Last modified: 1/3/2013 11:45:12 PM
Removing and replacing the Sewalls Falls Bridge is Concord’s best option for the deteriorating steel truss structure, the city engineer told Heritage Commission members yesterday. 

“I support the replacement,” City Engineer Ed Roberge said. “From an engineering perspective, safety and stability is first and foremost in my mind.”

A rehabilitation of the 1915-era bridge over the Merrimack River has been planned for years, but the city council voted in August to reconsider about a dozen different options after a new structural analysis revealed the bridge was in worse condition than expected.

The Concord City Council will likely select a final plan next month for the bridge. Roberge said other options include constructing a two-lane bridge next to the existing bridge while maintaining it as a pedestrian crossing, or moving forward with a 2006 plan to rehabilitate the bridge and build a second one-way bridge alongside it.

Members of the Heritage Commission yesterday declined to vote on a preferred plan, but did not express strong opposition to the recommendation.

“It seems like given the realities of this one, nobody’s going to get in the way of what has to happen here, but we would like to have a voice in how that may happen,” said Phil Donovan, the commission’s chairman.

Roberge told the Heritage Commission that since August’s city council vote, a new review focused on the bridge’s historical aspects.

If the bridge were rehabilitated, “repairs to the trusses may be so extensive or intrusive that the historic integrity of the bridge is lost,” according to the review by Historic Documentation Company Inc. of Portsmouth, R.I.

Roberge said a plan for the bridge must address three issues: safety, stability, and the city’s long-term development plans that could bring increased traffic to Sewalls Falls Road.

The Sewalls Falls Bridge is “non-redundant,” Roberge said; if just one critical element breaks due to age, disrepair or a car accident, the entire structure could collapse into the Merrimack River. Modern bridges are built with more stability, he said.

Even maintaining the structure as a pedestrian walkway would require significant repairs, he said.

“We’re talking about . . . hundreds of thousands of dollars to keep that maintained as a pedestrian bridge,” he said.

The state Department of Transportation’s capital plan includes nearly $15.2 million for the project in 2014 and 2015.

Rehabilitating the bridge would cost more than planned, Roberge said, and maintenance costs would continue to mount. 

“While the reports indicate that the bridge can practically be renovated or rehabilitated, it doesn’t really address the structural concerns . . . how do we bring this bridge up to date and then maintain it, and then compare that not only to the additional capital cost, but also the long-term maintenance costs of the bridge?” he said.

Replacing the bridge is the least expensive option, Roberge said, and would have a smaller environmental impact than the other two alternatives. Building a bridge next to the existing structure would impact a residential property, the Monitor’s property and wooded land belonging to the federal government’s Land Conservation Investment Program.

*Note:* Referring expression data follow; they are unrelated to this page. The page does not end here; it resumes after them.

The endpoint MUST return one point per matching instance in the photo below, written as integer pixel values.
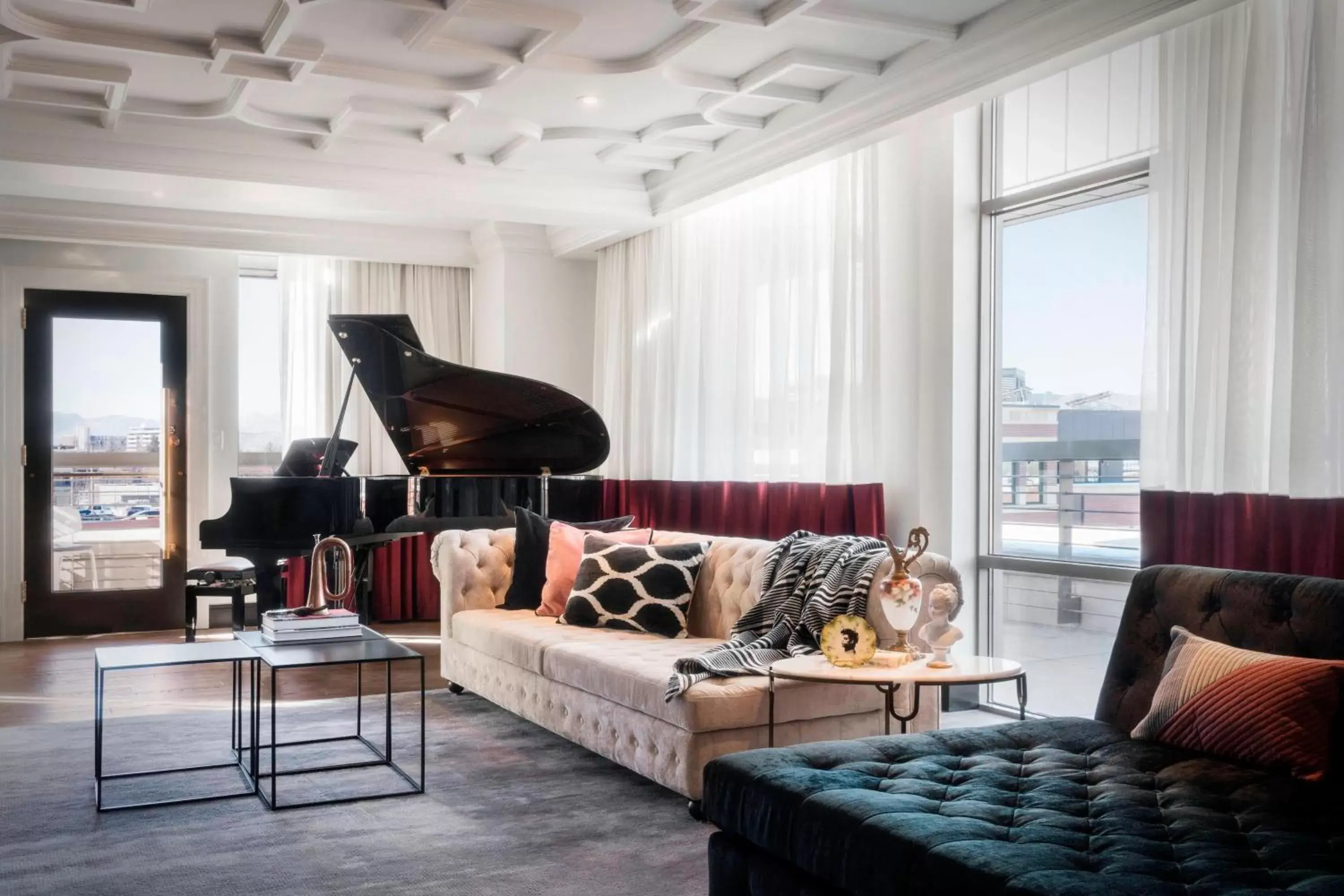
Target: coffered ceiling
(574, 113)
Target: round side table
(887, 677)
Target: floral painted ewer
(901, 591)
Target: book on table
(289, 621)
(285, 626)
(314, 634)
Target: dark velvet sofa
(1051, 808)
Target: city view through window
(1072, 304)
(105, 487)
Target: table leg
(388, 734)
(275, 769)
(97, 734)
(422, 723)
(892, 708)
(190, 632)
(236, 700)
(771, 741)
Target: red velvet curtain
(404, 582)
(1257, 532)
(748, 509)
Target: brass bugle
(319, 594)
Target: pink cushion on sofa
(564, 558)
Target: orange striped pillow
(1258, 708)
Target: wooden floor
(50, 680)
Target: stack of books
(287, 626)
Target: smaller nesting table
(886, 677)
(181, 655)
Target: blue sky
(1074, 289)
(105, 367)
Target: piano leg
(365, 583)
(271, 589)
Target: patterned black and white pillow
(636, 587)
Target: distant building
(143, 439)
(1015, 389)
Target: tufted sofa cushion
(1054, 806)
(1288, 614)
(635, 675)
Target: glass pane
(1061, 629)
(107, 402)
(1073, 296)
(258, 377)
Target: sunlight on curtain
(742, 342)
(1245, 349)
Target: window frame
(254, 268)
(1109, 182)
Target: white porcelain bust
(939, 633)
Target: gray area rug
(510, 809)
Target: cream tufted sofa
(604, 688)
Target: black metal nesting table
(181, 655)
(371, 648)
(253, 649)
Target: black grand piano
(476, 444)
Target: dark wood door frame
(47, 613)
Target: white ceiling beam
(643, 163)
(608, 135)
(476, 50)
(280, 25)
(70, 69)
(510, 150)
(842, 13)
(685, 38)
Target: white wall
(533, 314)
(209, 283)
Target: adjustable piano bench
(232, 578)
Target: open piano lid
(447, 418)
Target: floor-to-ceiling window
(258, 367)
(1066, 237)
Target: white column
(930, 283)
(531, 312)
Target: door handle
(168, 444)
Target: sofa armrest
(474, 570)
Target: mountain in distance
(65, 424)
(260, 433)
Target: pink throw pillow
(564, 558)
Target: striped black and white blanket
(808, 581)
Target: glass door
(104, 462)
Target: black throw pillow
(636, 587)
(531, 546)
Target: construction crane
(1089, 400)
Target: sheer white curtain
(315, 370)
(744, 342)
(1244, 385)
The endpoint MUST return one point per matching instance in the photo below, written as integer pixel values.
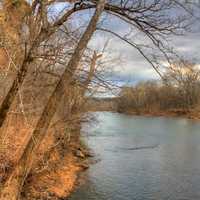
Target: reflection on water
(142, 158)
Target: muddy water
(142, 158)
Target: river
(142, 158)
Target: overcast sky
(132, 66)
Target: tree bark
(13, 186)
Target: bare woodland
(47, 67)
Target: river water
(142, 158)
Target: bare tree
(15, 182)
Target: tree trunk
(12, 187)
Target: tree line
(47, 66)
(179, 90)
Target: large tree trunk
(12, 188)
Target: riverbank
(61, 176)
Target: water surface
(142, 158)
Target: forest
(47, 67)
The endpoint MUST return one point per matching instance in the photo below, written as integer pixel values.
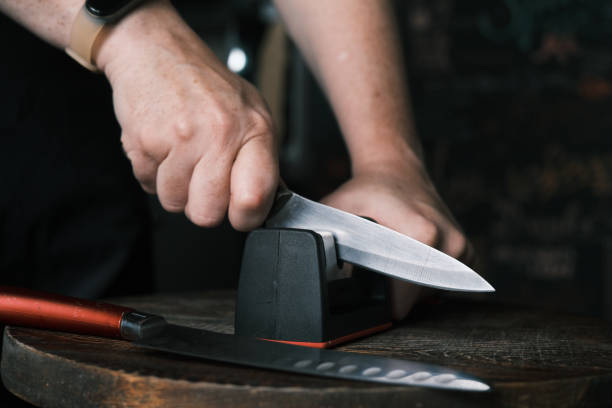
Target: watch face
(106, 8)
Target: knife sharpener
(293, 290)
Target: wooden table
(530, 357)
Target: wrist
(123, 39)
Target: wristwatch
(89, 23)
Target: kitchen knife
(375, 247)
(26, 307)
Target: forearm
(353, 48)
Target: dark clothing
(73, 220)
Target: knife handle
(26, 307)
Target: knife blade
(30, 308)
(375, 247)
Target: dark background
(512, 102)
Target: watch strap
(85, 31)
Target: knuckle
(250, 201)
(183, 128)
(174, 206)
(260, 123)
(225, 123)
(204, 218)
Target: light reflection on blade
(378, 248)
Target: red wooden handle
(25, 307)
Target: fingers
(254, 180)
(143, 166)
(209, 191)
(173, 179)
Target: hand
(196, 134)
(402, 197)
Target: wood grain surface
(532, 358)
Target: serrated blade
(375, 247)
(304, 360)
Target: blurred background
(512, 101)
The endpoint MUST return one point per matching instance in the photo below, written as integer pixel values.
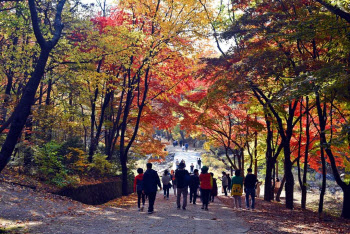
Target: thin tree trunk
(307, 132)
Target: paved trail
(43, 213)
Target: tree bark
(307, 132)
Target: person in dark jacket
(150, 182)
(138, 187)
(249, 188)
(194, 185)
(214, 189)
(182, 179)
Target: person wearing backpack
(182, 177)
(138, 187)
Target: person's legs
(167, 191)
(151, 199)
(194, 196)
(191, 194)
(206, 197)
(235, 202)
(139, 199)
(178, 197)
(253, 198)
(143, 200)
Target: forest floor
(273, 217)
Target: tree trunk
(23, 108)
(346, 203)
(123, 162)
(289, 177)
(268, 180)
(307, 132)
(323, 188)
(278, 195)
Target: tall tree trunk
(345, 187)
(22, 110)
(278, 195)
(255, 152)
(269, 161)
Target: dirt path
(37, 212)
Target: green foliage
(100, 165)
(49, 162)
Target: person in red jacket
(205, 180)
(138, 187)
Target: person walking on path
(166, 184)
(214, 189)
(182, 179)
(138, 187)
(150, 182)
(199, 162)
(186, 146)
(224, 182)
(237, 189)
(192, 167)
(172, 175)
(228, 182)
(205, 180)
(249, 188)
(194, 185)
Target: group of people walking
(145, 185)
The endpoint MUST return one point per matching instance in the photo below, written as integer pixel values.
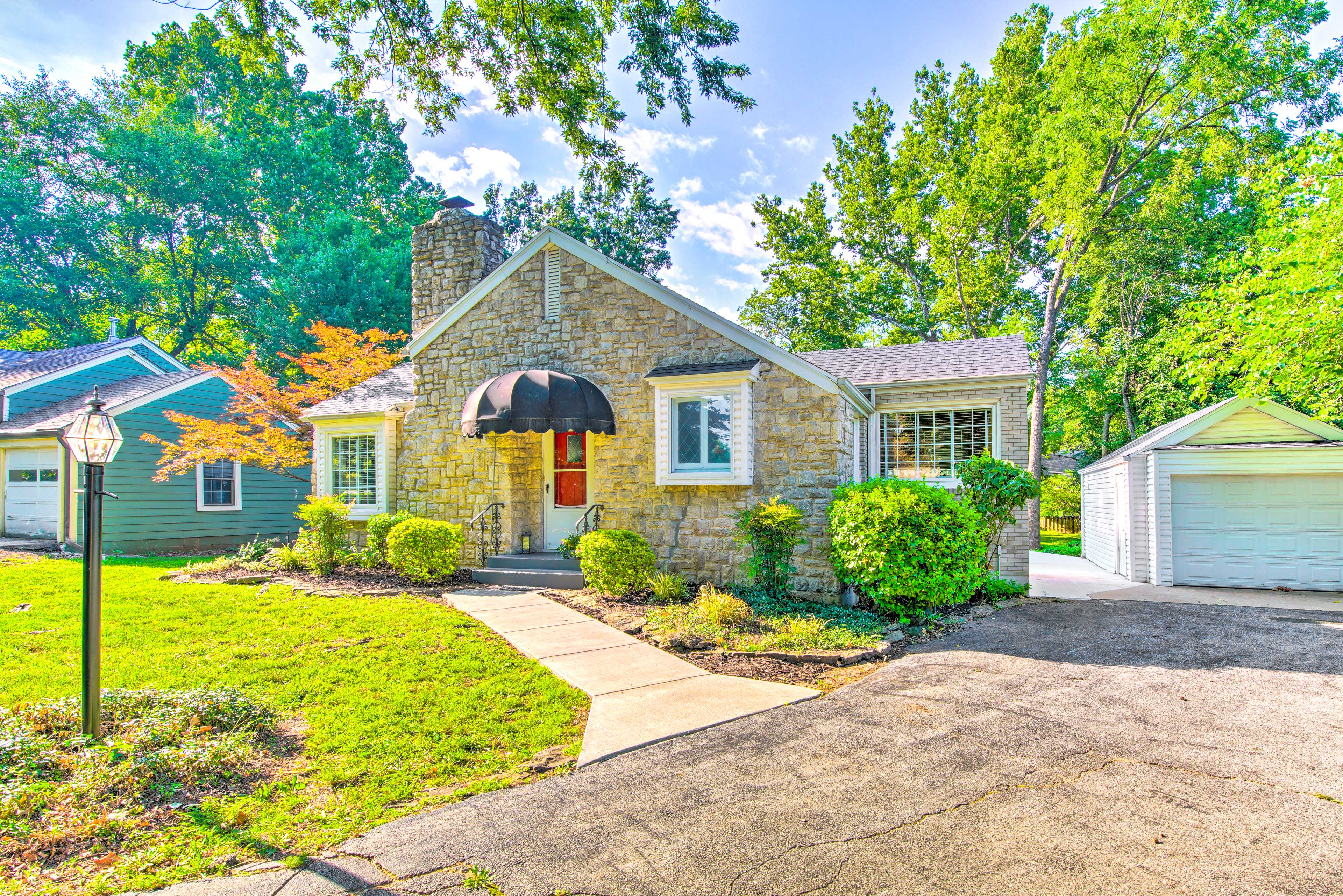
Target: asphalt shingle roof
(17, 367)
(382, 393)
(61, 414)
(948, 361)
(716, 367)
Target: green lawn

If the bridge is removed, the state would require documentation of its history, Roberge said. He added that the city would likely find additional ways to remind residents about the historic Sewalls Falls Bridge.

Heritage Commission member Carol Brooks asked whether parts of the existing bridge could be used as a pedestrian walkway in another location along the Merrimack River.

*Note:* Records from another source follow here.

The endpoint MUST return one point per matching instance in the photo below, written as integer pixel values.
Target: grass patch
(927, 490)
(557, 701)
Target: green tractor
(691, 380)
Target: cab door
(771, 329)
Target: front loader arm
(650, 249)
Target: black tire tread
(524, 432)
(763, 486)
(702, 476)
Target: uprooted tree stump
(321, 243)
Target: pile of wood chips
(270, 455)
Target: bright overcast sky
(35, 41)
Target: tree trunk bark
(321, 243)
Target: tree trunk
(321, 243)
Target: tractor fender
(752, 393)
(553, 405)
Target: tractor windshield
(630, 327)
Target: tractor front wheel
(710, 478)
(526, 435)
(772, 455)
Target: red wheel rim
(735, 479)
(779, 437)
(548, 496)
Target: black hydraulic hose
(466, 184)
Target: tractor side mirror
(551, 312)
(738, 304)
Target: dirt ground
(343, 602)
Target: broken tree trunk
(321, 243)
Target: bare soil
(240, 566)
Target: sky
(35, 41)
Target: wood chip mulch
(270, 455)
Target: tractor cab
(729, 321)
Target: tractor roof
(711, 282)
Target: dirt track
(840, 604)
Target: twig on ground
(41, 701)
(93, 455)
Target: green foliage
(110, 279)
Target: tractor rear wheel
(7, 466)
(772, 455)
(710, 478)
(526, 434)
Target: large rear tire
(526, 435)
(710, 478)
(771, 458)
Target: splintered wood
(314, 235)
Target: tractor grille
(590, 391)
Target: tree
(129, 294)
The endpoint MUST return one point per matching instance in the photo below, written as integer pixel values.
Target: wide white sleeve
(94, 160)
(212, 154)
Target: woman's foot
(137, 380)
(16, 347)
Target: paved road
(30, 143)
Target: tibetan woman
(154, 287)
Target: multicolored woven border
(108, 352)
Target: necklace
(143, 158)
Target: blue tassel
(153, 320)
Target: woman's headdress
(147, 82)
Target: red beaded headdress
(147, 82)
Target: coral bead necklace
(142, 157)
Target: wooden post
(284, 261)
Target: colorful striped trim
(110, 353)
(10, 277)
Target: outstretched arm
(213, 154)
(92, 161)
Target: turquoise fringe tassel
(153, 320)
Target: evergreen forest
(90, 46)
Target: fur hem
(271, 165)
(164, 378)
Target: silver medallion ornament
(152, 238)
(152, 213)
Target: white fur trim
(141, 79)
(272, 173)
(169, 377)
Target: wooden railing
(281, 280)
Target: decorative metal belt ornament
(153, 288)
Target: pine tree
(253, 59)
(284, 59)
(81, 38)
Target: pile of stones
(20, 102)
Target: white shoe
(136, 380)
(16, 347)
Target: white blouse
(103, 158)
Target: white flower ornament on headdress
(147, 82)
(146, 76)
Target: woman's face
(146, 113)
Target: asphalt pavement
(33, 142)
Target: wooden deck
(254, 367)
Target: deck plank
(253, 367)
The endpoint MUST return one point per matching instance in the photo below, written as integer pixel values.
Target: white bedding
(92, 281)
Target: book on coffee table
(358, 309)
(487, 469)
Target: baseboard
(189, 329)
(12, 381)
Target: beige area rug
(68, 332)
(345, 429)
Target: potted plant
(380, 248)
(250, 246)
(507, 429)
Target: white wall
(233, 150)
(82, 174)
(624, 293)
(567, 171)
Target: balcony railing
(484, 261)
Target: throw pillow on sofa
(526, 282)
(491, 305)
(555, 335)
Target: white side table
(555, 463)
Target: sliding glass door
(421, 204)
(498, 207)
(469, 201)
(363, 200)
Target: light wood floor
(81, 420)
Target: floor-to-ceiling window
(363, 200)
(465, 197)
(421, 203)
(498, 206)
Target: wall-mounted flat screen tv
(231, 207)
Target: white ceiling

“It’s really difficult to find that specific of an application for its use,” Roberge said, but added that the city could develop creative reuses such as turning the bridge’s granite center into a fishing platform.

Heritage Commission members expressed concern yesterday about the aesthetics of a new bridge. Modern highway bridges are practical, but “they’re just functional structures and that’s it,” Fred Richards said. 

Brooks suggested that a new bridge could incorporate pieces of the current bridge, to “give a nod” to its history.

Roberge assured the commission that if the city council chooses to replace the bridge, the city can design an attractive new structure.

“I would recommend getting it out of there and replacing it with something that 100 years from now will be looked at the same way we look at this bridge,” said Donovan, the commission’s chairman.

City officials will hold a meeting Jan. 23 for residents to learn and share their thoughts about the bridge, Roberge said, with a city council vote planned for Feb. 11.